Aunque sea una de las obras más afamadas del expresionismo alemán e imprescindible en cualquier publicación o revisión que trate de cine fantástico, la importancia de El Golem (1920) en la actualidad reside básicamente en su valor histórico. En pleno siglo XXI y con toda la evolución que ha acontecido en el mundo del cine, a cualquier espectador le costará apreciar los valores que pudieran tener vigencia en los tiempos de su realización. No se trata de una obra maestra, como sí lo es su contemporánea Nosferatu (1922) de la cual ya hemos hablado; sino ante un esencial en la arqueología cinematográfica que merece ser conocido por todo buen aficionado o amante de este tipo de cine.
Muchos pueden llegar a pensar que se trata de la adaptación cinematográfica de la novela de Gustav Meyrinck El Golem, pero la verdadera inspiración de su argumento reside en una leyenda judía medieval de la cual también parte dicha novela. Aunque más que fijarnos en su origen, lo interesante reside en mirar hacia dónde apunta esta película en cuanto a su herencia cinematográfica. Obviando las más antiguas adaptaciones de la novela Frankenstein, esta película podría considerarse en muchos sentidos como el antepasado fílmico del monstruo de Frankenstein.

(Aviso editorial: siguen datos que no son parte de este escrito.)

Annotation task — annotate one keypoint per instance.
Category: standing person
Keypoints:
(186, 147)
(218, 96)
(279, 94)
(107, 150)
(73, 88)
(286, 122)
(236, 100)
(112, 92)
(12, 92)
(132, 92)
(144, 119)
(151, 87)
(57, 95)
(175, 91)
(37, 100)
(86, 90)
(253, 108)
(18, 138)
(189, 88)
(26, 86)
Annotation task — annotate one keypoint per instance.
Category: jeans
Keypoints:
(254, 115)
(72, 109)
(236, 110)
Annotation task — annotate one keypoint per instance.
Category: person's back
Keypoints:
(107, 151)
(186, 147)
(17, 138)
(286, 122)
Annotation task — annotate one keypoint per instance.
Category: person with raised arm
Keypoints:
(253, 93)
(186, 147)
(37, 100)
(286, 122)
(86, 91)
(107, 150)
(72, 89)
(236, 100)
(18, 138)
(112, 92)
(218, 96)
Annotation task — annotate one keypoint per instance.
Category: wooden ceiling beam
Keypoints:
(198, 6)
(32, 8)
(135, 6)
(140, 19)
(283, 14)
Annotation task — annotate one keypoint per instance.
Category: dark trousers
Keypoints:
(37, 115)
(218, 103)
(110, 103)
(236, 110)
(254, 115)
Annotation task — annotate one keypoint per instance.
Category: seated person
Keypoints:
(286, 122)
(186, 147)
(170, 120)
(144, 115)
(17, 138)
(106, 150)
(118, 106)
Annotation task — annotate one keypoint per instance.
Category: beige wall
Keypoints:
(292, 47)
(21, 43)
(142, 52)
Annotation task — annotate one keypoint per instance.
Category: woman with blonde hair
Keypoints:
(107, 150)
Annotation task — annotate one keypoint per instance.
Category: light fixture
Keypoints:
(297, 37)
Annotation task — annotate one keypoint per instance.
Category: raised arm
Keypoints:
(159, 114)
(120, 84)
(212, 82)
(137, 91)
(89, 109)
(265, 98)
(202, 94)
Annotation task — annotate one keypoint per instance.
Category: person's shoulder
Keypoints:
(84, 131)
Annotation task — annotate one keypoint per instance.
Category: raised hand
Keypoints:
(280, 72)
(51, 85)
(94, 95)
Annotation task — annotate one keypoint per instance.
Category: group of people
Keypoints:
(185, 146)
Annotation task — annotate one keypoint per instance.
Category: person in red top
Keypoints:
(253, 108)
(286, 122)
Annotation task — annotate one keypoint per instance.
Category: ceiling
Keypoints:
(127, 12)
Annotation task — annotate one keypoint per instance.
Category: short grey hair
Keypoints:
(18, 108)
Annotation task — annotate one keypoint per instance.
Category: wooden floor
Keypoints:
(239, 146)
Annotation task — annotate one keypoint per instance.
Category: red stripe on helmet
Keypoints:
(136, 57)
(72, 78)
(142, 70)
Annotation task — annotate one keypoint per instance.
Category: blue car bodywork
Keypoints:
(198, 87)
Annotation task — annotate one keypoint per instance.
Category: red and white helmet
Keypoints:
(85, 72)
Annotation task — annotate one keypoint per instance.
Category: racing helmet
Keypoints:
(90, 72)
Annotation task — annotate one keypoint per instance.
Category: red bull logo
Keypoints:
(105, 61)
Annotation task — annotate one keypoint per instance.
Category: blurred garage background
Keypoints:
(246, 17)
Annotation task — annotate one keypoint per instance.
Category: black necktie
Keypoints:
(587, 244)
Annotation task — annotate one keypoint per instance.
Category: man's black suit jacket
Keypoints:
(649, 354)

El Golem fue dirigida conjuntamente por Carl Boese y Paul Wegener; este último era el encargado de dar vida al monstruo con una expresiva interpretación llena de humor y de cierta teatralidad ya típica de la época. El personaje principal que da título a la película es un ser lleno de matices que exhibe todo tipo de estados de ánimo que van desde el desprecio por quien lo ha creado, pasando por la rebeldía, hasta llegar incluso a un pasaje “bella contra bestia” cuando el monstruo lleva en brazos a una chica poco después de que sea descubierto a punto de besarla. Quizás la escena más destacada sea aquella en la que el Golem se cruza en su camino con un grupo de niñas, mostrándose una de ellas cariñosa con él, lo que nos recuerda directamente a la famosa (y en tiempos censurada) escena de El doctor Frankenstein (1931) en la que el monstruo conoce a una niña que le ofrece flores al borde de un lago. Ya por otros motivos, también sorprende la escena en la que una pareja de amantes acariciándose manifiestan en su mirada la pasión amorosa en la que se encuentran. La permisión de esta escena debía estar condicionada por los locos años veinte ya que sin duda, nada semejante habría sido permitido décadas después en otros países, entre ellos España.
Para terminar y a modo de curiosidad, si analizamos el filme desde el punto de vista técnico, destacan los decorados expresionistas de Hans Poelzing. Estos, ante los ojos de un atento espectador moderno recordarán a la reciente arquitectura del pueblo de Bree, donde se encontraba la taberna El Pony Pisador, lugar de encuentro en el que los cuatro hobbits conocen a Aragorn en El señor de los Anillos: la Comunidad del Anillo (2001).